General flat roof maintenance includes getting rid of ponding water, typically within 48 hours. This is accomplished by adding roof drains or scuppers for a pond at an edge or automatic siphons for ponds in the center of roofs. An automatic siphon can be created with an inverted ring-shaped sprinkler, a garden hose, a wet/dry vacuum, a check valve installed in the vacuum, and a digital timer. The timer runs two or three times a day for a minute or two to start water in the hose. The timer then turns off the vacuum, but the weight of water in the hose continues the siphon and soon opens the check valve in the vacuum. The best time to address the issue of ponding water is during the design phase of a new roofing project when sufficient falls can be designed-in to take standing water away. The quicker the water is got off the roof, the less chance there is for a roof leak to occur.
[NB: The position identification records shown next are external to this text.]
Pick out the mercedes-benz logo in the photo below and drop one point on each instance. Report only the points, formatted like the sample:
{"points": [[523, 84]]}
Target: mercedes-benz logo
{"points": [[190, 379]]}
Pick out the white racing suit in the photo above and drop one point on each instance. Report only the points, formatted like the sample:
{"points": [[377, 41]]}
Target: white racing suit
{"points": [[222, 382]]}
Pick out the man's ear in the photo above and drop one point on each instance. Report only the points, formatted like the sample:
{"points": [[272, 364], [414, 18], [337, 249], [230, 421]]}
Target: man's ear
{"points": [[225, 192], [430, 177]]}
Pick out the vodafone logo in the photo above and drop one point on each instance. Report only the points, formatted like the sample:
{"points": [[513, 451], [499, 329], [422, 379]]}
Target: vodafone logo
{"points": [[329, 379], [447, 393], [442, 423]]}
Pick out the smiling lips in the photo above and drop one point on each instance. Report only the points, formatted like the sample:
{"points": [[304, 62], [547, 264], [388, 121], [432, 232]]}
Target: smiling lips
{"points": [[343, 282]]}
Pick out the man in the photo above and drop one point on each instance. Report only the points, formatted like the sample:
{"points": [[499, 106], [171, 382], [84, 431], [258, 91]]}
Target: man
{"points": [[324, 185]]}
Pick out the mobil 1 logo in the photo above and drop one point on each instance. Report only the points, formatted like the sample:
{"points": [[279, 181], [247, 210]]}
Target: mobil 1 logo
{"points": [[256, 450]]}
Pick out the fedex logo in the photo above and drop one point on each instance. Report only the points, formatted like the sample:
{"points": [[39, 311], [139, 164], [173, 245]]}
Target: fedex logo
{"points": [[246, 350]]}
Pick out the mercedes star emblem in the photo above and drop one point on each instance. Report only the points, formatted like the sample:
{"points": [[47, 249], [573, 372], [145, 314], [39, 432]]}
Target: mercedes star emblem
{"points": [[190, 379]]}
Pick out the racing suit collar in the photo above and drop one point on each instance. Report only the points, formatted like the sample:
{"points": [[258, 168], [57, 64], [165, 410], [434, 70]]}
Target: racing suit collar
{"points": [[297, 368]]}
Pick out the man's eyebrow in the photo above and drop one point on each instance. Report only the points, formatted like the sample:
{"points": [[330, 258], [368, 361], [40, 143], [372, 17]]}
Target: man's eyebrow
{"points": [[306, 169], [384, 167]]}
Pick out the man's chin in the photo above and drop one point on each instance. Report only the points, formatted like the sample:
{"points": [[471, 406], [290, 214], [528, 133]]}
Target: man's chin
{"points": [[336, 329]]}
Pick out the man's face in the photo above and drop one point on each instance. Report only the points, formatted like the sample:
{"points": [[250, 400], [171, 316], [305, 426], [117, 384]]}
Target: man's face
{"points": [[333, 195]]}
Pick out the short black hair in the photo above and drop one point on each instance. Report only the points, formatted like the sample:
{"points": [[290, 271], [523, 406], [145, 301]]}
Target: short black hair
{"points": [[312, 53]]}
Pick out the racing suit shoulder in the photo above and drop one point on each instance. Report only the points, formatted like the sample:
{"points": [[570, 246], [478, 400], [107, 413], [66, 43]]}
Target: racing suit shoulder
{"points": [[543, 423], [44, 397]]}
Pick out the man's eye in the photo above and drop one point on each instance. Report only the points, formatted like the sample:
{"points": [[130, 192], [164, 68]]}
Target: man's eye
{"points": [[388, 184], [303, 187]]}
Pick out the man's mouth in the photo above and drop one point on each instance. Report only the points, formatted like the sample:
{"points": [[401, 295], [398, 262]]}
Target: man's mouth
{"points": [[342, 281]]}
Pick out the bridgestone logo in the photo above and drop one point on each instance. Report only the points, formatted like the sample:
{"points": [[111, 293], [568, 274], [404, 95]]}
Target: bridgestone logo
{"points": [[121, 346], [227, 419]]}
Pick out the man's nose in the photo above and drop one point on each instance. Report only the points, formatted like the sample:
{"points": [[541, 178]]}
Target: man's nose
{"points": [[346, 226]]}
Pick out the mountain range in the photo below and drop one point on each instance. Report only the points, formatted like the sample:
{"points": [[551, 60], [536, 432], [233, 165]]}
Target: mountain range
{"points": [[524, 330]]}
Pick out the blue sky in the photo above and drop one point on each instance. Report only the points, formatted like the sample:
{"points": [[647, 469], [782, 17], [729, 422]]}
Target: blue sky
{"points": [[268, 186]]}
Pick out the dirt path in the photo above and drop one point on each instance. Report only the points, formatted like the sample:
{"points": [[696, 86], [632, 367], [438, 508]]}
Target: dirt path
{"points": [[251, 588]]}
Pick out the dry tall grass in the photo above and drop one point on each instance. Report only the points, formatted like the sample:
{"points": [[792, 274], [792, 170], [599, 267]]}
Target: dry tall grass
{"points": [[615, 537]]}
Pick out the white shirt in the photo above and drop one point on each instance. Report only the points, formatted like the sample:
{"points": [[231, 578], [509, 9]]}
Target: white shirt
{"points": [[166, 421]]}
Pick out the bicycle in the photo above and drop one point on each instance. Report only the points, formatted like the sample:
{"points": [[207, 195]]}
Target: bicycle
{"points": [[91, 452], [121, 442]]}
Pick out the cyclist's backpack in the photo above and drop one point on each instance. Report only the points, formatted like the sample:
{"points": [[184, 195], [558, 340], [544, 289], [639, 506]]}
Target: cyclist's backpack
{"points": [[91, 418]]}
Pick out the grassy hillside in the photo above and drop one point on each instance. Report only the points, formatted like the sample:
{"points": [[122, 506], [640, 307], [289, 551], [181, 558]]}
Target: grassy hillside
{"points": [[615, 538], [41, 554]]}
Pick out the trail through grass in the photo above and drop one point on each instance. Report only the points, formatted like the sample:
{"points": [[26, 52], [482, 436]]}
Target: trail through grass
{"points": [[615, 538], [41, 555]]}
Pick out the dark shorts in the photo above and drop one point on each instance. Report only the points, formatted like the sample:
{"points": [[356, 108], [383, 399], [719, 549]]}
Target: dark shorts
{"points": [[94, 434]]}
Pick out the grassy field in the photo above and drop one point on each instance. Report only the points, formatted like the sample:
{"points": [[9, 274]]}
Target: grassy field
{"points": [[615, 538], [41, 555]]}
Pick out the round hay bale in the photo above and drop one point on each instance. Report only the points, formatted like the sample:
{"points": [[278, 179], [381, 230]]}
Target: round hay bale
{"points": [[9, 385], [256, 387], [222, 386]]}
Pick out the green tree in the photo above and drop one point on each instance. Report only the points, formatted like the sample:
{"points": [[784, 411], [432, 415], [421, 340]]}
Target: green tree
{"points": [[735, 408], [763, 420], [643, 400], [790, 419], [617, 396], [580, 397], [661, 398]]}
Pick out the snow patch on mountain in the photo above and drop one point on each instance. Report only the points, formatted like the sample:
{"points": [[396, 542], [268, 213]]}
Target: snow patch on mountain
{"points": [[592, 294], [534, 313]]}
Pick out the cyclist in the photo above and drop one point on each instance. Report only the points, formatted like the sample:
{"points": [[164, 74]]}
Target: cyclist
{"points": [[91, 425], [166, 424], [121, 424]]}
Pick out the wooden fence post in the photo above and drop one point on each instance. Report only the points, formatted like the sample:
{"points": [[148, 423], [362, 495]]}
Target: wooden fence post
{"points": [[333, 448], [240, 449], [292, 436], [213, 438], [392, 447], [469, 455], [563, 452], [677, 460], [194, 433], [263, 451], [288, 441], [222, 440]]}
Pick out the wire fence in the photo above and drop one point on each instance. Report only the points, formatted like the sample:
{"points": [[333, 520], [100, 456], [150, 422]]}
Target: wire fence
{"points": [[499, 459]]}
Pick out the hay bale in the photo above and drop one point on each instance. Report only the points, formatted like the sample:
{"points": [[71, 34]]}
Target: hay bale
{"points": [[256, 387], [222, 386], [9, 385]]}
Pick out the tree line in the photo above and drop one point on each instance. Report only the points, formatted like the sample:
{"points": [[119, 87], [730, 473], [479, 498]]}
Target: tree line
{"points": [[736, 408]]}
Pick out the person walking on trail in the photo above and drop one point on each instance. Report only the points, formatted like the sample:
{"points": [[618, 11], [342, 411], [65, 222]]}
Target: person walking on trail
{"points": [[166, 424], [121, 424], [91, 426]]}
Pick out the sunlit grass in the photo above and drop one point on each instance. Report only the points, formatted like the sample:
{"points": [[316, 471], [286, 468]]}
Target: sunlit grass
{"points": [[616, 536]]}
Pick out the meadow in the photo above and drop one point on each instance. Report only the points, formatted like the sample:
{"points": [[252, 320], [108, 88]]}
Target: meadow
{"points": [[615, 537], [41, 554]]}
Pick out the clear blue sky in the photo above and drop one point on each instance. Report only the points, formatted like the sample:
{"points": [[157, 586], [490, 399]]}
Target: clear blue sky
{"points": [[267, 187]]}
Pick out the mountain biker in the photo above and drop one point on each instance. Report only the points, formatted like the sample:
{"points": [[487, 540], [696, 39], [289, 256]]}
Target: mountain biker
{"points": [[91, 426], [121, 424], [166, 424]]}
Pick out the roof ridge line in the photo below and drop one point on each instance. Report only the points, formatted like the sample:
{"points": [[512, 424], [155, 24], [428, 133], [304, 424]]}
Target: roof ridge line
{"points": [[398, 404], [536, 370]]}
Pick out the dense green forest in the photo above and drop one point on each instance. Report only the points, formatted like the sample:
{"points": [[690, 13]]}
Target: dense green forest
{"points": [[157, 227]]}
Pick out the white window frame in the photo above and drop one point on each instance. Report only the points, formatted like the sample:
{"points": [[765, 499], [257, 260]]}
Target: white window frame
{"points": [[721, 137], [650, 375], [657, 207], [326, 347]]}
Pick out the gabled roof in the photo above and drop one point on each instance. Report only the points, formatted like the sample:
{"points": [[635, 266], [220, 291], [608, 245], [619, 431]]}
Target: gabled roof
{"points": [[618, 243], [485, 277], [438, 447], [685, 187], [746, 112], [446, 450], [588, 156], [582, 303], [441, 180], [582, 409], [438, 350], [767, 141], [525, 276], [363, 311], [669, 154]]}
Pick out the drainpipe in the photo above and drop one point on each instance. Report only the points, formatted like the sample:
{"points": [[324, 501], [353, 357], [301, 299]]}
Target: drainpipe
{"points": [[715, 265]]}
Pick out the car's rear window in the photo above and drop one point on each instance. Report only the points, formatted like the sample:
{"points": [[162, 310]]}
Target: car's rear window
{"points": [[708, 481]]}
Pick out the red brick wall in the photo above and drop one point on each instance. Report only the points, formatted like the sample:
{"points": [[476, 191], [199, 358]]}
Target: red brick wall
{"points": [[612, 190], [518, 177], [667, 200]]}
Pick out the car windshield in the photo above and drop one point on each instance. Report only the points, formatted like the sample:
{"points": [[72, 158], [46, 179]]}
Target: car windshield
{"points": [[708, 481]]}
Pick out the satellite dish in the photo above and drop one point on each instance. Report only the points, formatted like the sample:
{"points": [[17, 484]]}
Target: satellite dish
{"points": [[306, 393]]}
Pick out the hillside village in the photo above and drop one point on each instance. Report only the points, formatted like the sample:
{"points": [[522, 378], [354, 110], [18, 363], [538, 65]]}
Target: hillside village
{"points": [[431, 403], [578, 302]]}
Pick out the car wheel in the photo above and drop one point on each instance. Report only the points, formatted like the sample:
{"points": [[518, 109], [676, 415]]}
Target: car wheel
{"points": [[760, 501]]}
All roofs should be inspected semi-annually and after major storms. Particular attention should be paid to the flashings around all of the rooftop penetrations. The sharp bends at such places can open up and need to be sealed with plastic cement, mesh and a small mason's trowel. Additionally, repairs to lap seams in the base flashings should be made. 90% of all roof leaks and failure occur at the flashings. Another important maintenance item, often neglected, is to simply keep the roof drains free of debris. A clogged roof drain will cause water to pond, leading to increased "dead load" weight on building that may not be engineered to accommodate that weight. Additionally, ponding water on a roof can freeze. Often, water finds its way into a flashing seam and freezes, weakening the seam.
For bitumen-based roof coverings maintenance also includes keeping the tar paper covered with gravel, an older method, currently being replaced with bituminous roofing membranes and the like, which must be 'glued' in place so wind and waves do not move it causing scouring and more bare spots. The glue can be any exterior grade glue like driveway coating.
Maintenance also includes fixing blisters or creases that may not yet be leaking but will leak over time. They may need experienced help as they require scraping away the gravel on a cool morning when the tar is brittle, cutting open, and covering with plastic cement or mastic and mesh. Any moisture trapped in a blister has to be dried before being repaired.
Roof coatings can be used to fix leaks and extend the life of all types of flat roofs by preventing degradation by the sun (ultra-violet radiation). A thickness of 30 dry mils is usually preferred and once it is fully cured, you will have a seamless, watertight membrane.
Infrared thermography is being used to take pictures of roofs at night to find trouble spots. When the roof is cooling, wet spots not visible to the naked eye, continue to emit heat. The infrared cameras read the heat that is trapped in sections of wet insulation.